The special ties werewolves have with the spirit world allow rites to function. In the dawn of time, shapeshifters struck a great pact — the Pact — with the spirits of Gaia. In return for the shapeshifters’ fealty and service, the spirits would imbue the werebeasts’ rites with supernatural power. For this reason, no one but a shapeshifter can perform rites and expect them to work. The spirits will not answer the call if they are not bound by the Pact to do so. This relationship is unique to the Garou and certain other Fera, and it makes the performance of these rites their sacred right and privilege, and theirs alone.

Through rites, Garou weave the social, emotional and religious fabric that connects werewolf to werewolf, pack to pack and tribe to tribe. When Silver Fang meets Black Fury or Silent Strider meets Glass Walker, the rites of their ancestors give them common ground on which to tread. Even the simple Rite of Contrition has prevented many meetings between werewolves of different tribes and packs from erupting into violence.
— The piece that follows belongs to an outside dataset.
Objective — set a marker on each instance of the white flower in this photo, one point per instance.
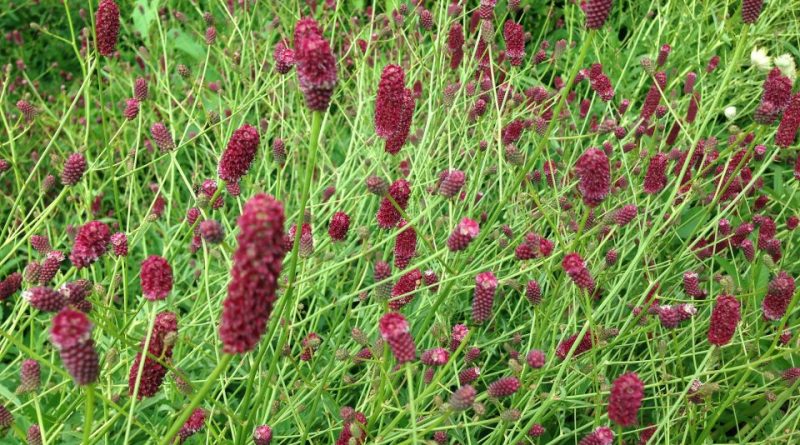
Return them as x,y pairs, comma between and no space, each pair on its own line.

Rites also allow tribes and packs the freedom to define themselves and to develop their unique roles in Gaia’s defense. Each of the tribes, and many individual septs, has their own rites and their own versions of common rites. The raucous, howling tumult of the Fianna’s Rite of Spirit Awakening has little external similarity to the Shadow Lords’ dark and brooding rite of the same name, yet the essence and purpose of the two rites are the same, and the Pact recognizes them as such.